Check and Re-Check Pemberitaan di Media

Sumber: www.google.co.id
Setiap media pasti memiliki kelebihan dan kekurangannya. Begitupula, setiap media memiliki gaya literasi media tersendiri agar terhindar dari konten-konten bermasalah. Misalnya, membaca artikel di sebuah majalah jelas membutuhkan keterampilan yang berbeda dengan saat Anda menonton suatu tayangan di televisi. Namun demikian, bukan berarti perbedaan tersebut tidak dapat dikombinasikan untuk menghasilkan suatu mutu informasi secara menyeluruh. Contoh: Ketika Anda mendengar suatu pemberitaan melalui saluran radio. Jelas Anda hanya dapat ‘berimajinasi’ bagaimana dahsyatnya gempa dan tsunami yang melanda Sulawesi Tengah (Palu, Donggala dan Sigi), juga sebelumnya di Lombok, serta bencana tanah longsor di Sumatera Barat. Ataupun Anda yang hanya mendapatkan kabar berita duka dari tragedi terjatuhnya Lion Air JT-610, tentu hanya dapat ‘membayangkan’ betapa tragisnya kejadian itu yang banyak menimbulkan korban jiwa dan duka mendalam dari keluarga korban yang ditinggalkan. Namun, dengan adanya televisi Anda dapat mengkonfirmasi ‘imajinasi’ di pikiran Anda sebelumnya dengan realitas visual yang terjadi di lapangan.

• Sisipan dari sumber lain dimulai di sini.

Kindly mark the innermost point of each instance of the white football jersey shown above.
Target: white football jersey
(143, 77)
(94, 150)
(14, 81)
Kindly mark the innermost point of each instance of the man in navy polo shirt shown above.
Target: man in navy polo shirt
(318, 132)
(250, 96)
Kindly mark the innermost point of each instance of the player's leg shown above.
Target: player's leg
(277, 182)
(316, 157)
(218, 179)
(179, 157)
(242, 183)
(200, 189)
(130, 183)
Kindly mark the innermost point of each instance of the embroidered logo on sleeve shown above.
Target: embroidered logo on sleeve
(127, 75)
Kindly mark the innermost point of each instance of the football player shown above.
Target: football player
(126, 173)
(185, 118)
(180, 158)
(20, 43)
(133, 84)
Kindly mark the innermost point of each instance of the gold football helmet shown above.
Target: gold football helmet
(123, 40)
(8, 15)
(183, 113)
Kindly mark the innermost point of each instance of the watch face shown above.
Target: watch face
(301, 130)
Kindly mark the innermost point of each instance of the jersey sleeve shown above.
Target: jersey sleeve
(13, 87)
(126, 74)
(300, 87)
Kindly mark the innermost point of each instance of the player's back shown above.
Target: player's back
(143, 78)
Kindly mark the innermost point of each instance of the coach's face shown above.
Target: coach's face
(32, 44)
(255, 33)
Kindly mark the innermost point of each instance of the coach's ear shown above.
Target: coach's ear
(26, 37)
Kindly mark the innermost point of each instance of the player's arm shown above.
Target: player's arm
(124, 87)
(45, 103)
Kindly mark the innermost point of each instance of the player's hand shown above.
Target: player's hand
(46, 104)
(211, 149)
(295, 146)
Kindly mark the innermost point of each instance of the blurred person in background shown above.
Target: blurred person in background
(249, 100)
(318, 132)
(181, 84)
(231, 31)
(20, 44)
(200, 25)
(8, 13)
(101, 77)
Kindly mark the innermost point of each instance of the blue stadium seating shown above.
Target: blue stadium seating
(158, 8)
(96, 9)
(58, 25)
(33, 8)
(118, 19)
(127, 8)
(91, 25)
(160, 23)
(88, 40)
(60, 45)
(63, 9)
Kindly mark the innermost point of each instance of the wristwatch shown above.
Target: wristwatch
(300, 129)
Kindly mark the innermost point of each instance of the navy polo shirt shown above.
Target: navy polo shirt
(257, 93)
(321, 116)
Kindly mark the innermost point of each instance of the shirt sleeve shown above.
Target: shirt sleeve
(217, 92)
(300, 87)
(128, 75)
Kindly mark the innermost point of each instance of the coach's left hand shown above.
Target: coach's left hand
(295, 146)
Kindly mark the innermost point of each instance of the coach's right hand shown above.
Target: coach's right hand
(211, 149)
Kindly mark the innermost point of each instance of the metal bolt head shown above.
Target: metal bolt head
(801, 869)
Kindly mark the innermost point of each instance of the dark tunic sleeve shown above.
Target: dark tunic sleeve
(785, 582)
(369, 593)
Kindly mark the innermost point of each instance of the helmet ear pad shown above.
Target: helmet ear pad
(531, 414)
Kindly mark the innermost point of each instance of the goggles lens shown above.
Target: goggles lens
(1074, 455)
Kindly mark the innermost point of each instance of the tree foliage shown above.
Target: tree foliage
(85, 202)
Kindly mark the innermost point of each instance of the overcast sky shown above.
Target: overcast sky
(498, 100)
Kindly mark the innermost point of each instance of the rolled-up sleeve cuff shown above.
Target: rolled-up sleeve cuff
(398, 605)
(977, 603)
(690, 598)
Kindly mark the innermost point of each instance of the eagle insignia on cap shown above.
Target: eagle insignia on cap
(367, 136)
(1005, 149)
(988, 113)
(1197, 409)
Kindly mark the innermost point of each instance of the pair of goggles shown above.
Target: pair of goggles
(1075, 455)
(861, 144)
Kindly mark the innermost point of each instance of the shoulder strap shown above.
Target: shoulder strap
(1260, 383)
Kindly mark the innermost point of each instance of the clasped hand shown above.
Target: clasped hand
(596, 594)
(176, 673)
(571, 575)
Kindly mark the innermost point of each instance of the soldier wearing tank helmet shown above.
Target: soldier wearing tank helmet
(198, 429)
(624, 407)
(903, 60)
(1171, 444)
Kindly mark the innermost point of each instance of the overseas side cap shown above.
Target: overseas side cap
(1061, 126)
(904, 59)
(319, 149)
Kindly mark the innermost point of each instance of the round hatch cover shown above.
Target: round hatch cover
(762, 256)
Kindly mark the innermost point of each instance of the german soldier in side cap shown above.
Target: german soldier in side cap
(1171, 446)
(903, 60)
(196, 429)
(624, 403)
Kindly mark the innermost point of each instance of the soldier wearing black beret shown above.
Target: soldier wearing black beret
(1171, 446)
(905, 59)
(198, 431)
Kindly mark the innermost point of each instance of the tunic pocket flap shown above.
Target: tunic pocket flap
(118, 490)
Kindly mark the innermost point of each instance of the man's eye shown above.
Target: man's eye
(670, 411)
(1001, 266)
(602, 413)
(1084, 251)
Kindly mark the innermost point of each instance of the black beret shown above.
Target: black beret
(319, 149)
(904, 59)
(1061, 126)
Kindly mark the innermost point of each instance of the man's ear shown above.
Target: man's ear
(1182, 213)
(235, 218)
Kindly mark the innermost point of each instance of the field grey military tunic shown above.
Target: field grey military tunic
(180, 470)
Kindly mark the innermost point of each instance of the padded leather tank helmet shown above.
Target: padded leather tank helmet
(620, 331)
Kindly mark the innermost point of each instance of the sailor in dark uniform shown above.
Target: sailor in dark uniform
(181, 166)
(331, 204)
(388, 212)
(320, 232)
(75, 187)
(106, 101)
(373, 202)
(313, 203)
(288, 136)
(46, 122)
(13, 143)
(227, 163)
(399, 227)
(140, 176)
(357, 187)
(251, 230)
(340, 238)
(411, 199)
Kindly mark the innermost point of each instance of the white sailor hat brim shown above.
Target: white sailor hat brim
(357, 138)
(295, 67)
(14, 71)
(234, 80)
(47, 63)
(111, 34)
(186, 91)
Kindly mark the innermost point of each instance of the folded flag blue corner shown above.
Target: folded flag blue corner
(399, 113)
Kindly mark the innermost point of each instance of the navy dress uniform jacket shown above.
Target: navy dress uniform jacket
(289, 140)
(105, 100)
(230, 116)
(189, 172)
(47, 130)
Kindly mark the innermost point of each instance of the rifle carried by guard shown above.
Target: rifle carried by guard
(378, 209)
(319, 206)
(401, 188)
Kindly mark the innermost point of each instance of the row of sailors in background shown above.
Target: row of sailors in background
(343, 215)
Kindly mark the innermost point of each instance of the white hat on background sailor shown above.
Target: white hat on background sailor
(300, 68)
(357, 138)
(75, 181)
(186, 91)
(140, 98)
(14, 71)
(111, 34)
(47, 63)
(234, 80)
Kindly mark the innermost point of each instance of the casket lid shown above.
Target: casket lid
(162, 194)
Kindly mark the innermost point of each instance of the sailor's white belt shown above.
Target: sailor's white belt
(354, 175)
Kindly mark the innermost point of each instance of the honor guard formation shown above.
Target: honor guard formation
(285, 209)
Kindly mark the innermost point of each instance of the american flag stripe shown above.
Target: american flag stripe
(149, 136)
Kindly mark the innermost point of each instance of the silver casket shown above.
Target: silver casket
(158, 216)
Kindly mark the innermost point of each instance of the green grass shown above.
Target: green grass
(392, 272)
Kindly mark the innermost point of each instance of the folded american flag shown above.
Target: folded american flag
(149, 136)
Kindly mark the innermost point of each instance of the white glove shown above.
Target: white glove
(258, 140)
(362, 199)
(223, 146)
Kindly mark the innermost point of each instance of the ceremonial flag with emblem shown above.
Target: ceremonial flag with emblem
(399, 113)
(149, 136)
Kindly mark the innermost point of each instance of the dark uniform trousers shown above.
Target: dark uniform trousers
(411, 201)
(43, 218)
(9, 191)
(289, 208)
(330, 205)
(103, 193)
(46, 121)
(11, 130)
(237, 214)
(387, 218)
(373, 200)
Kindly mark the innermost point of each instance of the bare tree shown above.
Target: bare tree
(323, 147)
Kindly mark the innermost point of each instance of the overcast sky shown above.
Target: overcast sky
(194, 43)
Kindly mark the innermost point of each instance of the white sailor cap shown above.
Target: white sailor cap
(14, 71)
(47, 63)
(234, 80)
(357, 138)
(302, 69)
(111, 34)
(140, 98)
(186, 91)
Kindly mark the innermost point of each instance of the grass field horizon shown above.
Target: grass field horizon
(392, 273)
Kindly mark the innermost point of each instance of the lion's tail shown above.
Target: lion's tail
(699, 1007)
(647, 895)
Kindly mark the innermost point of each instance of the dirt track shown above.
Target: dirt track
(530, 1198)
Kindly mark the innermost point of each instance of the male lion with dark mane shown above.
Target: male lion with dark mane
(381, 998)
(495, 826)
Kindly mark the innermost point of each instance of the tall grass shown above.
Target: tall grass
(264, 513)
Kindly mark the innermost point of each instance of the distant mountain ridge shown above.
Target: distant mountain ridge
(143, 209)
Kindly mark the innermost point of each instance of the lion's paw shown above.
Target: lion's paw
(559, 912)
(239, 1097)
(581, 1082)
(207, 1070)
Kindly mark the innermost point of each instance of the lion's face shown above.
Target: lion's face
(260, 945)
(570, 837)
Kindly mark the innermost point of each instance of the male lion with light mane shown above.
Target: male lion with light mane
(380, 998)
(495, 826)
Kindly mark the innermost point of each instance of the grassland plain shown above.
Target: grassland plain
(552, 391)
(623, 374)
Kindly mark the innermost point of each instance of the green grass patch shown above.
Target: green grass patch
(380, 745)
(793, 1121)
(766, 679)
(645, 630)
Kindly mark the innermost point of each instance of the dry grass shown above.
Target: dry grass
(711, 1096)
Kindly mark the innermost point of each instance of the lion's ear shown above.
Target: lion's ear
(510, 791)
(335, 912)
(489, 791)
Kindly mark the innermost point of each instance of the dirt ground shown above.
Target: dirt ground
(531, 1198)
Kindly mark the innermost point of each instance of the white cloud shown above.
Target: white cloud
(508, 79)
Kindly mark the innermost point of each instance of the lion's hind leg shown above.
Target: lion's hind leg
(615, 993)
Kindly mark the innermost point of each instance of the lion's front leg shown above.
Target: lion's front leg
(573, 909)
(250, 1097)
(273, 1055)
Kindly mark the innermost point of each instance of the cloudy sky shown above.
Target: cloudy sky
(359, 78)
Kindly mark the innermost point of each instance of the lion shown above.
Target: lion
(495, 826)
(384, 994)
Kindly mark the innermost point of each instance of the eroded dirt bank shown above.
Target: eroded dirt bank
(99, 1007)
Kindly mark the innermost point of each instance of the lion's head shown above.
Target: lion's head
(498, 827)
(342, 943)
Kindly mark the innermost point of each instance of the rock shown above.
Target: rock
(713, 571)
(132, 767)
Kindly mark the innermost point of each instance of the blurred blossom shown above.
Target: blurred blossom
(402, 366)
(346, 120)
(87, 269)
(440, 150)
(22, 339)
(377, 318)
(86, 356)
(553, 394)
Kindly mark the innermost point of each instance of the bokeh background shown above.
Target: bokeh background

Contoh lainnya, seperti Anda yang tidak mempercayai pesan terusan dari Whats App, yang mengabarkan di Palu baru saja terjadi gempa yang cukup hebat dan berpotensi Tsunami. Akan tetapi, ketika suatu pagi Anda membaca headline sebuah suratkabar juga memberitakan hal yang sama, bahwa Palu telah diguncang oleh gempa yang cukup dahsyat, maka Anda baru mempercayainya. Hal ini membuktikan bahwa perbedaan antara audio dan audio + visual (motion pictures/gambar bergerak); ataupun antara kecepatan media sosial dan online dengan keakuratan sebuah suratkabar yang baru terbit esok pagi tidaklah saling bertentangan. Melainkan perbedaan media tersebut saling melengkapi antara satu dengan yang lain.